Lenz had always his own peculiar reasons for everything. He never agreed to anything simply because it appeared to be so to others, but delayed his assent till he was convinced himself of the fact, and then he was thoroughly converted. Annele said nothing, but kept repeating the number she had arrived at, for fear of forgetting it. There were exactly one hundred and twenty gulden collected, deducting four bad smaller coins. Annele railed violently at those unprincipled men, who could deceive by giving base money. Lenz tried to pacify her by saying—"Don't say that—perhaps they were poor men who had nothing else to give," Annele's eyes flashed, and she replied testily:—"It appears that you know everything, and that I know nothing."
"I did not in the least mean that. Don't be so hasty."
"I never was ill-tempered in my life, and you are the first person that ever said so. Ask any one; and indeed you had pretty good proofs this very day what people think of me."
"Yes, yes! it is surely no use our quarrelling on such a subject."
"I am not quarrelling; and I am sure I don't care what the sum is—if it were only three farthings, it is all the same to me; but I don't choose to be snubbed every word I say."
"Now do be less hasty, Franzl will really think we are quarrelling."
"She may think just what she pleases; and it is just as well to tell you at once, that Franzl can't possibly stay in this house."
"You don't mean, I suppose, that she is to go tonight?"
"Not tonight, but either tomorrow or very soon."
"We will talk about it tomorrow; I am tired, and you said you were tired also."
"Yes; but when people are unjust to me, and attack me, I no longer feel tired. I have no idea of giving in."
"I neither attacked you nor wished to attack you. Remember what our Pastor said:—our honour is the same."

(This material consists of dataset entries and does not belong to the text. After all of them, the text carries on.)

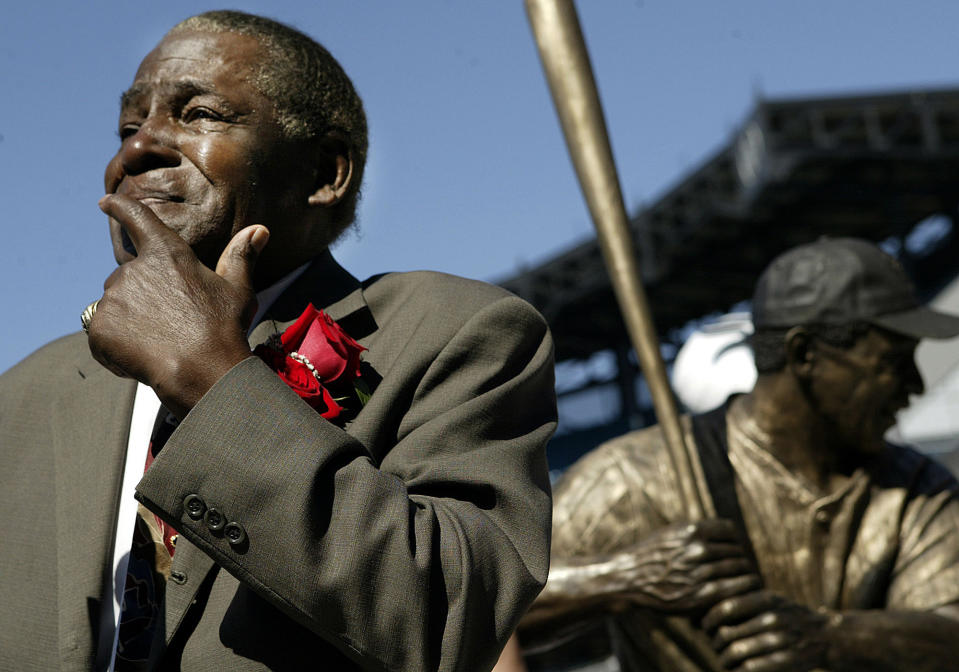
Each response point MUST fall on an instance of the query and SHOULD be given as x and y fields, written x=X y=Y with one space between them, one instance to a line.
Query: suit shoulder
x=904 y=466
x=69 y=349
x=456 y=298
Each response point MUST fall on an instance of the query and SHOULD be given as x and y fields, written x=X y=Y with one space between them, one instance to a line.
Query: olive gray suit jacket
x=412 y=540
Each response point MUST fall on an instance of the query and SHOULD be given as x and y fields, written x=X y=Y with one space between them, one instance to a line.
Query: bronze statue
x=834 y=549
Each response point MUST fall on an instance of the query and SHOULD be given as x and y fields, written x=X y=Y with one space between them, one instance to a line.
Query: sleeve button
x=214 y=519
x=195 y=506
x=235 y=534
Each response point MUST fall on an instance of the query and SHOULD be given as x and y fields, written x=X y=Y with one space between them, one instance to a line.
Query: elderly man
x=368 y=490
x=833 y=549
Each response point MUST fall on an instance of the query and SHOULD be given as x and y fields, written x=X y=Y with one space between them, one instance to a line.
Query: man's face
x=200 y=145
x=860 y=389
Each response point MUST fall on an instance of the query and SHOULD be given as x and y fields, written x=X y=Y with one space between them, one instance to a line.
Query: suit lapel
x=189 y=569
x=328 y=286
x=93 y=409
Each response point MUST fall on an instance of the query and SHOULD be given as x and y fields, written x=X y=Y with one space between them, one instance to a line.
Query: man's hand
x=763 y=632
x=167 y=320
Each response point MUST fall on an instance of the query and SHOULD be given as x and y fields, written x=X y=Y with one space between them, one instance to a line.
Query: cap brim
x=920 y=322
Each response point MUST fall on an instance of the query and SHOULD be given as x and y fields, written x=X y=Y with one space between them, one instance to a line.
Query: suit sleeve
x=424 y=559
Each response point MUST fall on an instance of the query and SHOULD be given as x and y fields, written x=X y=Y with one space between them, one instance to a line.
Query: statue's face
x=860 y=389
x=201 y=146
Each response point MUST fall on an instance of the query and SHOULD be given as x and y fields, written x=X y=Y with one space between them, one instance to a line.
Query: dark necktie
x=151 y=555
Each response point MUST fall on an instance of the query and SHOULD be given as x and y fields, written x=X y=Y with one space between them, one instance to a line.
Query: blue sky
x=468 y=172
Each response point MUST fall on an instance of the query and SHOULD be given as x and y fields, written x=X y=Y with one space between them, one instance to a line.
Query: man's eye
x=201 y=113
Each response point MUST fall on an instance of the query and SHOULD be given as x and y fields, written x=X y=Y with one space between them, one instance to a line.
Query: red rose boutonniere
x=320 y=362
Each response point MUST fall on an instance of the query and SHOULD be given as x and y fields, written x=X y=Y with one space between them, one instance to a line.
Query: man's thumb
x=238 y=259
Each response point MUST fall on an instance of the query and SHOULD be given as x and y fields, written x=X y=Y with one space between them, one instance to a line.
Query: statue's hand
x=685 y=568
x=764 y=632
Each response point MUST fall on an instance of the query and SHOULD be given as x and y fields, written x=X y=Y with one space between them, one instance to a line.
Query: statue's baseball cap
x=842 y=281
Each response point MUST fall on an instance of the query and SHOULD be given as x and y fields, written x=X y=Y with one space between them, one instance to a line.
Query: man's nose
x=149 y=148
x=912 y=379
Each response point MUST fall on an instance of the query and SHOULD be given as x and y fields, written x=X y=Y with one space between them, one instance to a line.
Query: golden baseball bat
x=570 y=76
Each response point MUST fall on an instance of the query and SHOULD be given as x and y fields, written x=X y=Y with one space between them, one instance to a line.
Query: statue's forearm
x=892 y=641
x=572 y=592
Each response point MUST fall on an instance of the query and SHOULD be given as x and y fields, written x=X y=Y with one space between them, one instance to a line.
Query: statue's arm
x=765 y=632
x=680 y=569
x=893 y=640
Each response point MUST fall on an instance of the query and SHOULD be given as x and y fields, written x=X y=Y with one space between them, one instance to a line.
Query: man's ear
x=800 y=351
x=334 y=172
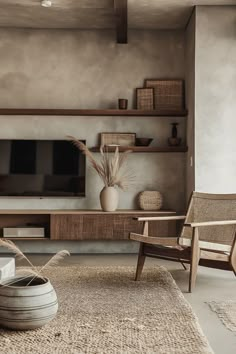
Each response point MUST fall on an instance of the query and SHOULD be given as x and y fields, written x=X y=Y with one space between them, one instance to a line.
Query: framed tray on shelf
x=145 y=98
x=122 y=139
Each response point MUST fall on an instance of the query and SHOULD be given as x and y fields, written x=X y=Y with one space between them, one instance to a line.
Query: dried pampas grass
x=111 y=167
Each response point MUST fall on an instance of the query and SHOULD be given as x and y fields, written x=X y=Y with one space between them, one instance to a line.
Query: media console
x=85 y=224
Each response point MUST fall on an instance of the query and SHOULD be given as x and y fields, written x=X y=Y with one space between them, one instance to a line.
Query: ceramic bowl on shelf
x=143 y=141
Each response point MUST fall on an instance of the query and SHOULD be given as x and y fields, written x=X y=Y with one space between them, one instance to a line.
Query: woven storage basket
x=150 y=200
x=168 y=94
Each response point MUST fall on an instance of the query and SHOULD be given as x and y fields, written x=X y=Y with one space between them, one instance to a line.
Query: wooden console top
x=82 y=211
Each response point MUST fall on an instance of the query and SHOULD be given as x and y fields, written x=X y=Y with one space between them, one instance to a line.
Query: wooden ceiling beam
x=121 y=12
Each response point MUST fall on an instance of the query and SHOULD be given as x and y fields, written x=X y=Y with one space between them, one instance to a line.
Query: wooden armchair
x=207 y=238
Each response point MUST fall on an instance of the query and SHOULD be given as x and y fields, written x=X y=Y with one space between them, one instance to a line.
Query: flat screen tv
x=41 y=168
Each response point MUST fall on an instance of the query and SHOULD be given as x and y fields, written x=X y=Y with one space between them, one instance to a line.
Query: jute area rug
x=102 y=310
x=226 y=311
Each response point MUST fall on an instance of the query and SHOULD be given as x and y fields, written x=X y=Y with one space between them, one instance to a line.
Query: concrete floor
x=211 y=285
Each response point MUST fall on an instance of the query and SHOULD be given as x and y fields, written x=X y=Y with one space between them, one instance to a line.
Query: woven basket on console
x=150 y=200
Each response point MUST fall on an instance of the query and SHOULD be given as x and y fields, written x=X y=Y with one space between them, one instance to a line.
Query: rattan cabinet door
x=66 y=227
x=97 y=227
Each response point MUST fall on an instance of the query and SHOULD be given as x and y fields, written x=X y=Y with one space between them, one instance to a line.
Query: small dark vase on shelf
x=174 y=140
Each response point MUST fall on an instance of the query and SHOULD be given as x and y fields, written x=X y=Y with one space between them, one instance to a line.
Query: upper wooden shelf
x=93 y=112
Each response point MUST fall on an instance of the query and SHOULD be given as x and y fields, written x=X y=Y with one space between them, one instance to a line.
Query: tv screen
x=44 y=168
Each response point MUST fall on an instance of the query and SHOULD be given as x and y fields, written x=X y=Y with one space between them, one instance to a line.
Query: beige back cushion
x=212 y=207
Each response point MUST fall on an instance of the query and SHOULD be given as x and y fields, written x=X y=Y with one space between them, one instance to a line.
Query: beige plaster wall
x=190 y=103
x=87 y=69
x=215 y=117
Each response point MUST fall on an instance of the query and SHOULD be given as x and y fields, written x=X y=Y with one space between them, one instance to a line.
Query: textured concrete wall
x=87 y=69
x=190 y=102
x=215 y=123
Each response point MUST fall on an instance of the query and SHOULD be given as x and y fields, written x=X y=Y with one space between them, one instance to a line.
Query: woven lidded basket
x=150 y=200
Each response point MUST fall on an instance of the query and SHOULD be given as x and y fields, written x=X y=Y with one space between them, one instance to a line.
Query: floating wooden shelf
x=25 y=238
x=144 y=149
x=93 y=112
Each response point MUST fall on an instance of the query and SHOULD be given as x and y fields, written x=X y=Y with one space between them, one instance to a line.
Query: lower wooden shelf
x=25 y=238
x=143 y=149
x=85 y=225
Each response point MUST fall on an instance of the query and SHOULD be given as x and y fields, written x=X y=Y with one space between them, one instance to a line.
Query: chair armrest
x=211 y=223
x=160 y=218
x=164 y=241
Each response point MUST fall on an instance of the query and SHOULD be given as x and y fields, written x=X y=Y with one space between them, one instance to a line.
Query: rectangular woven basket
x=168 y=94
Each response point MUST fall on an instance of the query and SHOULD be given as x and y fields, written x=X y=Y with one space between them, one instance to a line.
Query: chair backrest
x=212 y=207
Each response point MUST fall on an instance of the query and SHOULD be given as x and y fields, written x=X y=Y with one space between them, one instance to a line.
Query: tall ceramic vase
x=109 y=199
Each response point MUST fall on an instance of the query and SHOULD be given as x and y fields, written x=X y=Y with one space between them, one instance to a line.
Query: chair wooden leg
x=140 y=264
x=184 y=266
x=233 y=256
x=195 y=252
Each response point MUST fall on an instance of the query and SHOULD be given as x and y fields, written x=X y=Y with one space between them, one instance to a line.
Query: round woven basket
x=150 y=200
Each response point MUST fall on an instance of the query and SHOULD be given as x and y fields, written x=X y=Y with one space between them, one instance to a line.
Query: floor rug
x=226 y=311
x=104 y=311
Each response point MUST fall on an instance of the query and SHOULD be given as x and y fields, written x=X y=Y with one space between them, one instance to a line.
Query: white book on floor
x=23 y=232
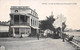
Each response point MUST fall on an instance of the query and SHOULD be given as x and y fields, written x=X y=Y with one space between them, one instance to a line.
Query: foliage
x=47 y=24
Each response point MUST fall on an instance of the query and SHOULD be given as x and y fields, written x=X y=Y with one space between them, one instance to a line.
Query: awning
x=35 y=27
x=20 y=26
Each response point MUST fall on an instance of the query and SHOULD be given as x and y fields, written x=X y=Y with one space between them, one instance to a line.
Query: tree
x=47 y=24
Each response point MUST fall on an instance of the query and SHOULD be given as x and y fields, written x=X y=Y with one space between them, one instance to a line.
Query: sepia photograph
x=39 y=25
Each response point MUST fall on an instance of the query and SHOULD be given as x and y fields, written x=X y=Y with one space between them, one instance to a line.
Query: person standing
x=63 y=37
x=38 y=36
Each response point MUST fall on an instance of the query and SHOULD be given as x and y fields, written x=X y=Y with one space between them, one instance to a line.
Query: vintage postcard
x=39 y=25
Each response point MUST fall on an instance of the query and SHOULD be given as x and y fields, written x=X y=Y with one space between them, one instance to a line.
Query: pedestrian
x=63 y=37
x=38 y=36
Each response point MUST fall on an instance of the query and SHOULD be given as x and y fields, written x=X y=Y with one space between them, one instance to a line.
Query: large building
x=4 y=29
x=24 y=21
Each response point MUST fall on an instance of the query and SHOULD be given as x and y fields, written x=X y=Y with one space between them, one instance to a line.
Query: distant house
x=24 y=21
x=4 y=29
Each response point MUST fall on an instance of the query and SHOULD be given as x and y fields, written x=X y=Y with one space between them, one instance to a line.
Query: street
x=42 y=44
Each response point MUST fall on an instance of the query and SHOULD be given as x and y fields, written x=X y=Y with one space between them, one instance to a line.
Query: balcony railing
x=20 y=23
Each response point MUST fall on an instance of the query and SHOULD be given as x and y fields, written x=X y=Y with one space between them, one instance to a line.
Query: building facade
x=24 y=21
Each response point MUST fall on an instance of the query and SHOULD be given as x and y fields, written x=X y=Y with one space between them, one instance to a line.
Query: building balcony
x=20 y=23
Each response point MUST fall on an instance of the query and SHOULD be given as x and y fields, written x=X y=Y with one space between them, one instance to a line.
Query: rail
x=75 y=43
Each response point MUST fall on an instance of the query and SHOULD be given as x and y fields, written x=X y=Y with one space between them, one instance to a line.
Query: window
x=16 y=30
x=16 y=10
x=31 y=21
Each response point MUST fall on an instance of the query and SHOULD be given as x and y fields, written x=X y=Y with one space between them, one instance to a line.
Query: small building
x=23 y=21
x=4 y=29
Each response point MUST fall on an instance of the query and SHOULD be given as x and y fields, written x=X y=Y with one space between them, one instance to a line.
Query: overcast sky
x=69 y=8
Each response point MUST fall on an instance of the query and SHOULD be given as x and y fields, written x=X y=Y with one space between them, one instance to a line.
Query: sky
x=69 y=8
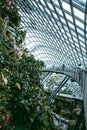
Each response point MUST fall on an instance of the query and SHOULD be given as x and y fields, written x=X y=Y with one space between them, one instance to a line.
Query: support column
x=83 y=84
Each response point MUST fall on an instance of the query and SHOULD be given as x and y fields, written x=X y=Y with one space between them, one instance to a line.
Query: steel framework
x=57 y=34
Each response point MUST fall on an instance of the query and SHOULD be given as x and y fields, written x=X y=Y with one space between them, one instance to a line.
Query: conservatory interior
x=43 y=64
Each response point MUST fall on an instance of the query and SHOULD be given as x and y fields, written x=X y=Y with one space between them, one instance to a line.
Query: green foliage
x=23 y=102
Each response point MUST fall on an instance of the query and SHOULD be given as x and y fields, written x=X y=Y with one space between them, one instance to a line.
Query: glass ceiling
x=56 y=31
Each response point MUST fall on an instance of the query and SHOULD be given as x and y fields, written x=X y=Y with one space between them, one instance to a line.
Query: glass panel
x=66 y=6
x=78 y=13
x=80 y=31
x=69 y=17
x=50 y=6
x=79 y=23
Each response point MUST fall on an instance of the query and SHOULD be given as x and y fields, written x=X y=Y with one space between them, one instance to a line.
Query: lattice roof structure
x=57 y=35
x=56 y=31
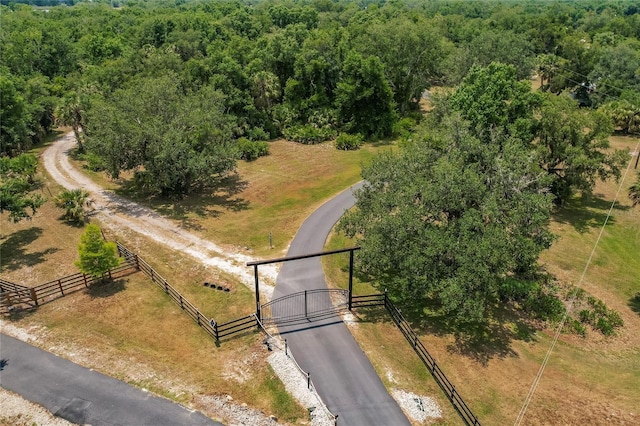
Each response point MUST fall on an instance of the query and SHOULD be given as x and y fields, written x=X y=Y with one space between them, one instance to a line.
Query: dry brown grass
x=587 y=381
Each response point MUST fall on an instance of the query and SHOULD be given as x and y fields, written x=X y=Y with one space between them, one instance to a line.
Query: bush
x=577 y=327
x=587 y=317
x=347 y=142
x=545 y=306
x=93 y=162
x=251 y=150
x=257 y=134
x=600 y=317
x=308 y=134
x=404 y=127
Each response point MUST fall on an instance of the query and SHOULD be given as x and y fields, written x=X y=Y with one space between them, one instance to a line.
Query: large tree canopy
x=572 y=143
x=16 y=184
x=176 y=142
x=449 y=220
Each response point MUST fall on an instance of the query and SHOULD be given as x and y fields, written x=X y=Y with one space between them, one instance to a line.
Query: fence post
x=350 y=280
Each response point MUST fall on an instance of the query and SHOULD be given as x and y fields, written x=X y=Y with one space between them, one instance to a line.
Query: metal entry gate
x=304 y=305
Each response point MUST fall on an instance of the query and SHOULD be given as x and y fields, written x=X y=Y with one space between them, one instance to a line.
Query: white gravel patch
x=30 y=335
x=295 y=381
x=416 y=407
x=17 y=411
x=121 y=213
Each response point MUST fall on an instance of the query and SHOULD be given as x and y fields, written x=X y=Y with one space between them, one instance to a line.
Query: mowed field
x=130 y=330
x=593 y=380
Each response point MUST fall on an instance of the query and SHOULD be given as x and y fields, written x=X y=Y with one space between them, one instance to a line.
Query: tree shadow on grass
x=481 y=342
x=224 y=198
x=587 y=212
x=634 y=303
x=14 y=250
x=106 y=288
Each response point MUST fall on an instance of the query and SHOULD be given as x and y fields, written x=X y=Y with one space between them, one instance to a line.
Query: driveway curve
x=120 y=213
x=339 y=369
x=84 y=396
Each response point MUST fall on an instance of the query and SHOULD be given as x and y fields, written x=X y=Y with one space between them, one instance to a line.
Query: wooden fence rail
x=403 y=325
x=9 y=286
x=22 y=297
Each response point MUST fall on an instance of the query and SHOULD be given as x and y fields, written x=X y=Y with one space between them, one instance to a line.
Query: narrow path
x=341 y=372
x=117 y=212
x=84 y=396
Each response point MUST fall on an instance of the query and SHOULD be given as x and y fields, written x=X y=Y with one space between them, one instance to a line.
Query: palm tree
x=73 y=202
x=71 y=113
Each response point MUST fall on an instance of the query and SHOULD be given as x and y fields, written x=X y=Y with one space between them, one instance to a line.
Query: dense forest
x=303 y=69
x=177 y=93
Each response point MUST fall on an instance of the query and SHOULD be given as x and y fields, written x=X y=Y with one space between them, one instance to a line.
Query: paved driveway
x=84 y=396
x=341 y=372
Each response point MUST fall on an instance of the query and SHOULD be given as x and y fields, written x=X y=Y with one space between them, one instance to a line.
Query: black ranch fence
x=215 y=330
x=14 y=296
x=447 y=387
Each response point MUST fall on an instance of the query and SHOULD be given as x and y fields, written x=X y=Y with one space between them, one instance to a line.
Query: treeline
x=168 y=90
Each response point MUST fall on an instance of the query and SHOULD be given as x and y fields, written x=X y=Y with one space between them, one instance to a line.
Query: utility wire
x=536 y=381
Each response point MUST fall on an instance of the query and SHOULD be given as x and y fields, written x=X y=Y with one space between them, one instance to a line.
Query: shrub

"You need not repeat to me what our Pastor said; and I don't think it was at all pleasant on his part, to preach as if he were reconciling two people who had already been at strife."
"God forbid he should ever have cause to do that for us. We shall, I trust, bear with each other, and live together in faithful love, both in joy and sorrow, so long as we live, as my mother used to say."
"Yes; let us show the world that we know how to keep house."
"Shall I set the musical timepiece going?"
"No; we have had enough of turmoil today."